Use --bootstrap to create or repair the isolated capture venv first.

reference-prep uses that isolated capture venv at ~/.krasis/reference-capture-venv, maps common model aliases to the exact public Hugging Face repo IDs, and downloads into ~/.krasis/models. It also owns the authoritative pinned capture dependency set for that env; preflight verifies against the same source so future Transformers bumps only need one change. Use --detach for long remote downloads.
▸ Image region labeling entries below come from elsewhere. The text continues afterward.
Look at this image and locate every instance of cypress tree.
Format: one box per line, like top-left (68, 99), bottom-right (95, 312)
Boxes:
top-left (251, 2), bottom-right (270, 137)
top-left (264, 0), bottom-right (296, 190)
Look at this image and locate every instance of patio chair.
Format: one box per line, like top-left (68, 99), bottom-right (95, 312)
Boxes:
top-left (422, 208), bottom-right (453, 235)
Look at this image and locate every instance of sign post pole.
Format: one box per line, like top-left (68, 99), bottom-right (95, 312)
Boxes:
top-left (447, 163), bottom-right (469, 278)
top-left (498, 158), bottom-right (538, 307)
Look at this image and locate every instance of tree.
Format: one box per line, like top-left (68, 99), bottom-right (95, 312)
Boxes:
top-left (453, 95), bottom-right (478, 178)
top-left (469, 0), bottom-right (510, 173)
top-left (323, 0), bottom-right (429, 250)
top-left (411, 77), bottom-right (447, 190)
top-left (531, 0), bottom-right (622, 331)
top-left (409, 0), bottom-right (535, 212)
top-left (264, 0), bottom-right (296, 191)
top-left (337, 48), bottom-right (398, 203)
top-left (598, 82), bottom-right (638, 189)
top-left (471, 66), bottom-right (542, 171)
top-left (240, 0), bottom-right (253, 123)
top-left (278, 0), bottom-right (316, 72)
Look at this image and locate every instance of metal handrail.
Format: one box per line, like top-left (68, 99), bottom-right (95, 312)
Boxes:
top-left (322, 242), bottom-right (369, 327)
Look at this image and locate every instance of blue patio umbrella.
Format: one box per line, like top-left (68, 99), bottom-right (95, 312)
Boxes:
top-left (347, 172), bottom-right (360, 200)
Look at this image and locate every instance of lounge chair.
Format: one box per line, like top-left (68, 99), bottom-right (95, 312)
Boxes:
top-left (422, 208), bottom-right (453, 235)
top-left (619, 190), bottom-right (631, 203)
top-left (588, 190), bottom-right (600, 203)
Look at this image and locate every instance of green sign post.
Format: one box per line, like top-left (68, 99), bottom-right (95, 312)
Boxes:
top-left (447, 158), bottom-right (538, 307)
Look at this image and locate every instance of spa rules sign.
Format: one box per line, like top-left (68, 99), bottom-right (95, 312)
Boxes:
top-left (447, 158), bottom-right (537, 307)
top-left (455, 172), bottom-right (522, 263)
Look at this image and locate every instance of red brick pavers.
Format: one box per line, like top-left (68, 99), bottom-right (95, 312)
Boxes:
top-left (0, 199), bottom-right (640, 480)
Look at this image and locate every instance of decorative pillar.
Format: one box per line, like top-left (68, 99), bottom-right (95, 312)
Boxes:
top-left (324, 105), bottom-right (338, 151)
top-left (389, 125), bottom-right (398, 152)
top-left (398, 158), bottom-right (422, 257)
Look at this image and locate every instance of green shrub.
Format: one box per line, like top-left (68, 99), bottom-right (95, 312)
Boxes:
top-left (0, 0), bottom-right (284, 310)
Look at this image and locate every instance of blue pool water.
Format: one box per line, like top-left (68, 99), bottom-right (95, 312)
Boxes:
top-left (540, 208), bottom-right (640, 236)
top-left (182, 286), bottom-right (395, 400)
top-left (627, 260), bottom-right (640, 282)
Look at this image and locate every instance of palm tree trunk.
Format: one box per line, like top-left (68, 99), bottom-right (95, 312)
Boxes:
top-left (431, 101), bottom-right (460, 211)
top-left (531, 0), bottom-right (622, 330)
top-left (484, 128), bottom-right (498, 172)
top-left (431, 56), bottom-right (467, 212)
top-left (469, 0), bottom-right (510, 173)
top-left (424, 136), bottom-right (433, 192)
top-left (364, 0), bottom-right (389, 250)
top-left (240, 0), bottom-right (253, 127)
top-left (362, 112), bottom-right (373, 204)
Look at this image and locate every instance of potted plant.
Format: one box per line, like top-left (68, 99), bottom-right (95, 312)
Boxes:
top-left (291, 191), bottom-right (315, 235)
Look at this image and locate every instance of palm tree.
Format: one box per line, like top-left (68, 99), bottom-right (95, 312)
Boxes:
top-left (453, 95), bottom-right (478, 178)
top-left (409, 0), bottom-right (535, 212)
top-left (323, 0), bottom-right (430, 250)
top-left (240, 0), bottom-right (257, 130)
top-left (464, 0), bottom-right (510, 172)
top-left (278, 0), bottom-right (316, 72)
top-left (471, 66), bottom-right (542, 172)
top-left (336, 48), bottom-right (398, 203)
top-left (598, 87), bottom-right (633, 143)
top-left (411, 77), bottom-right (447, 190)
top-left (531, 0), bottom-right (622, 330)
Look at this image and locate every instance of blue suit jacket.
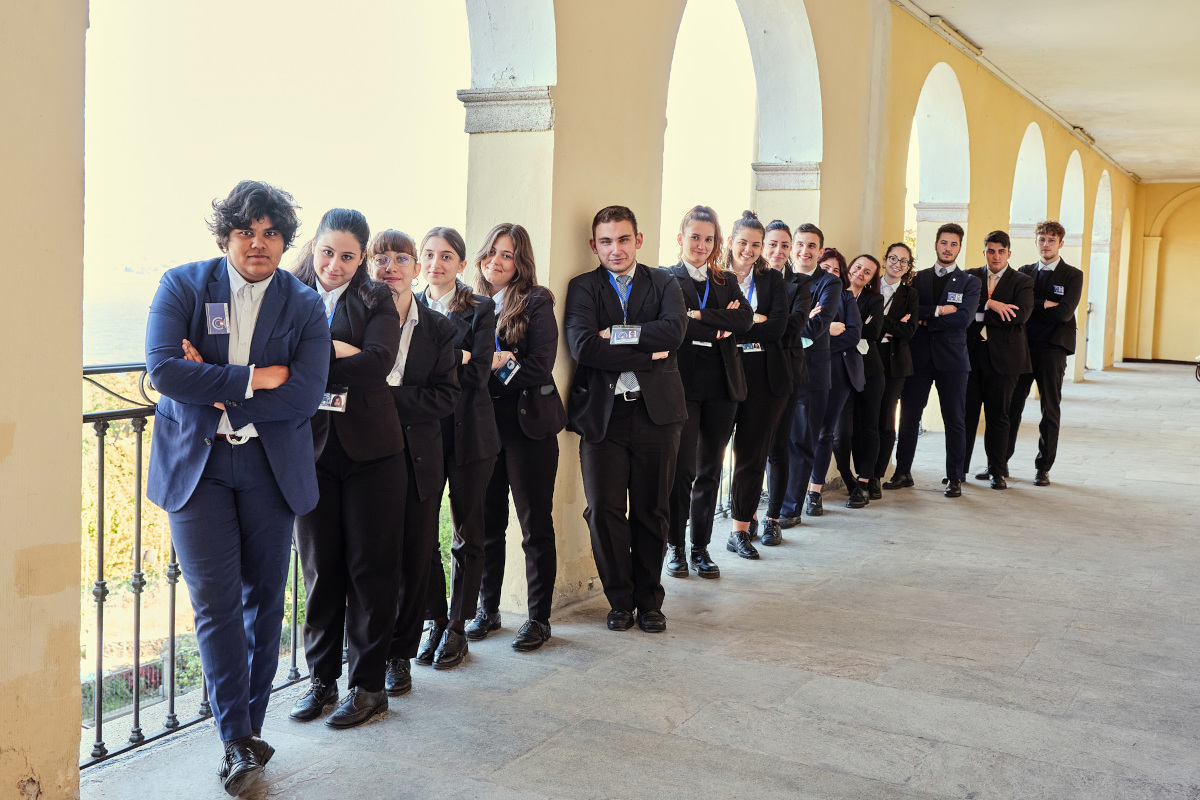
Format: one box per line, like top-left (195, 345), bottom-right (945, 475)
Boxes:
top-left (146, 258), bottom-right (330, 515)
top-left (908, 266), bottom-right (982, 372)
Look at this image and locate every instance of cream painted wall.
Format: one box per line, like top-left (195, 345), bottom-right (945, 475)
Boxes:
top-left (0, 0), bottom-right (88, 800)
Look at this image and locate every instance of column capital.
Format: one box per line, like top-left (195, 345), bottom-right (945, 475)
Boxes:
top-left (457, 86), bottom-right (554, 133)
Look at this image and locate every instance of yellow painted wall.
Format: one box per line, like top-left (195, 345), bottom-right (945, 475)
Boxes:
top-left (0, 0), bottom-right (88, 800)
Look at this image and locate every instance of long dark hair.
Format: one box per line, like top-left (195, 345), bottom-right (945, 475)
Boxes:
top-left (292, 209), bottom-right (391, 308)
top-left (420, 228), bottom-right (479, 314)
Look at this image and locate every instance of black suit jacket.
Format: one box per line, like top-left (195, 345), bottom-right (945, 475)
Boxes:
top-left (734, 267), bottom-right (804, 397)
top-left (967, 266), bottom-right (1033, 375)
top-left (391, 297), bottom-right (461, 500)
top-left (664, 263), bottom-right (754, 403)
top-left (416, 286), bottom-right (500, 464)
top-left (1021, 259), bottom-right (1084, 353)
top-left (491, 287), bottom-right (566, 439)
top-left (880, 283), bottom-right (920, 378)
top-left (312, 277), bottom-right (404, 461)
top-left (564, 264), bottom-right (688, 443)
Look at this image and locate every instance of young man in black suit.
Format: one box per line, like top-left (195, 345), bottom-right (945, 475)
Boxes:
top-left (962, 230), bottom-right (1033, 489)
top-left (1008, 219), bottom-right (1084, 486)
top-left (883, 222), bottom-right (979, 498)
top-left (564, 205), bottom-right (688, 633)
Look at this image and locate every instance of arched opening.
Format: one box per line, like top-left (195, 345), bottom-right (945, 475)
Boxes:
top-left (1085, 170), bottom-right (1115, 369)
top-left (1008, 122), bottom-right (1046, 265)
top-left (908, 61), bottom-right (971, 261)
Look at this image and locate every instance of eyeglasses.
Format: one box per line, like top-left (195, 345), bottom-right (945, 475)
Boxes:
top-left (371, 253), bottom-right (416, 270)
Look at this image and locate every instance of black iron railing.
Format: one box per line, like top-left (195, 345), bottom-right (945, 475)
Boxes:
top-left (79, 363), bottom-right (307, 769)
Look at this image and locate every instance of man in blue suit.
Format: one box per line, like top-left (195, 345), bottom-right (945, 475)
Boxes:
top-left (883, 222), bottom-right (980, 498)
top-left (146, 181), bottom-right (330, 795)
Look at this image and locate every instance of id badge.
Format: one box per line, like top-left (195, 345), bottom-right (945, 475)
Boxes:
top-left (496, 359), bottom-right (521, 386)
top-left (317, 390), bottom-right (349, 414)
top-left (204, 302), bottom-right (229, 336)
top-left (608, 325), bottom-right (642, 344)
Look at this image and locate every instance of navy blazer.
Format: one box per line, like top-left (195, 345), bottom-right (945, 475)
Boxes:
top-left (908, 266), bottom-right (979, 372)
top-left (146, 257), bottom-right (330, 515)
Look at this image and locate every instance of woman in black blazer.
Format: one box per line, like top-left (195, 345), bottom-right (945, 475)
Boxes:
top-left (292, 209), bottom-right (407, 728)
top-left (367, 230), bottom-right (466, 694)
top-left (804, 247), bottom-right (865, 517)
top-left (666, 205), bottom-right (754, 578)
top-left (725, 215), bottom-right (792, 559)
top-left (467, 223), bottom-right (566, 650)
top-left (834, 254), bottom-right (887, 509)
top-left (868, 242), bottom-right (920, 500)
top-left (416, 228), bottom-right (500, 669)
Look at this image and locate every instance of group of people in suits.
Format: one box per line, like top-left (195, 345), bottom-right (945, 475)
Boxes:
top-left (146, 181), bottom-right (1079, 795)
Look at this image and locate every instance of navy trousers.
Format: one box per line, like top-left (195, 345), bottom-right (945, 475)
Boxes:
top-left (169, 438), bottom-right (295, 742)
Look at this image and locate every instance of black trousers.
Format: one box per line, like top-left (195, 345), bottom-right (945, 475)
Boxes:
top-left (833, 372), bottom-right (888, 492)
top-left (479, 399), bottom-right (558, 622)
top-left (425, 447), bottom-right (496, 621)
top-left (1008, 345), bottom-right (1067, 473)
top-left (580, 397), bottom-right (683, 612)
top-left (962, 345), bottom-right (1020, 476)
top-left (380, 450), bottom-right (442, 662)
top-left (292, 427), bottom-right (413, 692)
top-left (667, 398), bottom-right (738, 549)
top-left (730, 353), bottom-right (788, 522)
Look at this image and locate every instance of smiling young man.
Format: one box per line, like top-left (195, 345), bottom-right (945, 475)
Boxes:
top-left (1008, 219), bottom-right (1084, 486)
top-left (146, 181), bottom-right (330, 795)
top-left (563, 205), bottom-right (688, 633)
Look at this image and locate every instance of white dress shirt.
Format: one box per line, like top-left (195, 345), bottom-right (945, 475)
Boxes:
top-left (217, 258), bottom-right (275, 438)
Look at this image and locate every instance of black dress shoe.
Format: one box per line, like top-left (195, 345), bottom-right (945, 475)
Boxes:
top-left (608, 610), bottom-right (634, 631)
top-left (383, 658), bottom-right (413, 697)
top-left (415, 620), bottom-right (446, 667)
top-left (433, 627), bottom-right (467, 669)
top-left (512, 619), bottom-right (550, 652)
top-left (288, 678), bottom-right (337, 722)
top-left (866, 477), bottom-right (883, 500)
top-left (325, 686), bottom-right (388, 728)
top-left (666, 545), bottom-right (688, 578)
top-left (883, 473), bottom-right (914, 489)
top-left (725, 530), bottom-right (758, 559)
top-left (463, 606), bottom-right (500, 642)
top-left (691, 547), bottom-right (721, 578)
top-left (637, 608), bottom-right (667, 633)
top-left (217, 733), bottom-right (275, 781)
top-left (217, 736), bottom-right (267, 798)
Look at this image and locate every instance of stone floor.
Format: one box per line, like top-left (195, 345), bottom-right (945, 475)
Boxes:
top-left (82, 365), bottom-right (1200, 800)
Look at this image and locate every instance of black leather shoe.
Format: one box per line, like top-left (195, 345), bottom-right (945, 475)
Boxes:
top-left (512, 619), bottom-right (550, 652)
top-left (608, 610), bottom-right (634, 631)
top-left (691, 547), bottom-right (721, 578)
top-left (415, 620), bottom-right (446, 667)
top-left (383, 658), bottom-right (413, 697)
top-left (325, 686), bottom-right (388, 728)
top-left (217, 734), bottom-right (275, 781)
top-left (883, 473), bottom-right (914, 489)
top-left (725, 530), bottom-right (758, 559)
top-left (288, 678), bottom-right (337, 722)
top-left (637, 608), bottom-right (667, 633)
top-left (464, 606), bottom-right (500, 642)
top-left (217, 736), bottom-right (267, 798)
top-left (666, 545), bottom-right (688, 578)
top-left (433, 627), bottom-right (467, 669)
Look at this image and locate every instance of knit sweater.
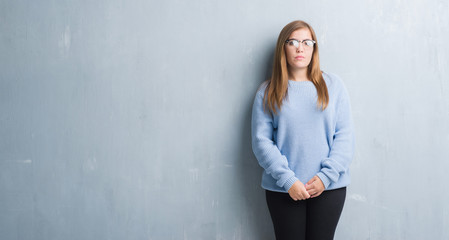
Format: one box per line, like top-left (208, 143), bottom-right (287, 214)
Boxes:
top-left (251, 72), bottom-right (355, 192)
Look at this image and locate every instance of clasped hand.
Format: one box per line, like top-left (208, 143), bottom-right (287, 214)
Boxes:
top-left (288, 176), bottom-right (324, 201)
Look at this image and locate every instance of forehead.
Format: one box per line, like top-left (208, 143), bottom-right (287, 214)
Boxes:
top-left (289, 28), bottom-right (312, 40)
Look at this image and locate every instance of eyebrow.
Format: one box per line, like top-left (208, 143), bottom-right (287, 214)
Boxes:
top-left (287, 38), bottom-right (312, 42)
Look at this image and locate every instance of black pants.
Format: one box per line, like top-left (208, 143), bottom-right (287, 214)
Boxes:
top-left (265, 187), bottom-right (346, 240)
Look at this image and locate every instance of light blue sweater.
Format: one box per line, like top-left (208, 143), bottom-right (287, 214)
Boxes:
top-left (251, 72), bottom-right (355, 192)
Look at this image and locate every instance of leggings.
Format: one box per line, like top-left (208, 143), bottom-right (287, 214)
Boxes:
top-left (265, 187), bottom-right (346, 240)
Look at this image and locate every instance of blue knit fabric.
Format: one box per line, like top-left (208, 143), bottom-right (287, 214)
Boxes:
top-left (251, 72), bottom-right (355, 192)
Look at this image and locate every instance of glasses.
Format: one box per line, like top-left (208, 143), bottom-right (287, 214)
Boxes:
top-left (285, 39), bottom-right (316, 49)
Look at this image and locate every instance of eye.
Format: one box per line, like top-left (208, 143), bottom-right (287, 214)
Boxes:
top-left (304, 40), bottom-right (313, 47)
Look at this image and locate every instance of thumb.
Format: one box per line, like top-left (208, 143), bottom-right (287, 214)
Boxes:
top-left (306, 177), bottom-right (315, 185)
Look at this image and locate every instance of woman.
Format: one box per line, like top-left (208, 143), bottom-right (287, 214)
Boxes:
top-left (251, 21), bottom-right (354, 240)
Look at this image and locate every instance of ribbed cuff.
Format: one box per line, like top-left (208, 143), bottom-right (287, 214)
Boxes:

capture-box stage is the quickest paid-box path when you already know the models you want. It runs one enforced-environment bootstrap, then queues each requested model through reference-prep --detach so downloads start quickly without redoing the host bootstrap step for every model.

Auto-rebuild

The run, test, and network commands check if any file in src/ or Cargo.toml is newer than the compiled .so. If so, maturin develop --release runs automatically before launching. No more stale Rust code.

Config shortcuts

Shortcut Config file
qcn testconfigs/qcn-4-4.conf
v2lite testconfigs/v2lite-4-4.conf
deepseek-vl testconfigs/deepseek-vl2-4-4.conf

Or pass a path to any .conf file directly.

File Locations

What Where
Krasis repo ~/Documents/Claude/krasis
Krasis internal docs ~/Documents/Claude/krasis-internal
Models ~/.krasis/models/
Conda env /home/main/miniconda3/envs/krasis/
maturin ~/.local/bin/maturin
Compiled .so python/krasis/krasis.cpython-311-x86_64-linux-gnu.so
Test configs testconfigs/*.conf
Benchmark logs benchmarks/*.log

Troubleshooting

"No module named sgl_kernel"

The [gpu] optional deps aren't installed. Fix:

./dev python -m pip install sgl-kernel

Stale Rust code

If you see unexpected behavior after Rust changes, force a rebuild:

./dev build

GPU in error state

sudo ./gpu_cleanup.sh       # soft cleanup
sudo ./gpu_reset.sh          # full driver reload (stops Xorg)

Wrong Python being used

The dev script hardcodes the path. If the conda env moves, update the PYTHON variable at the top of ./dev.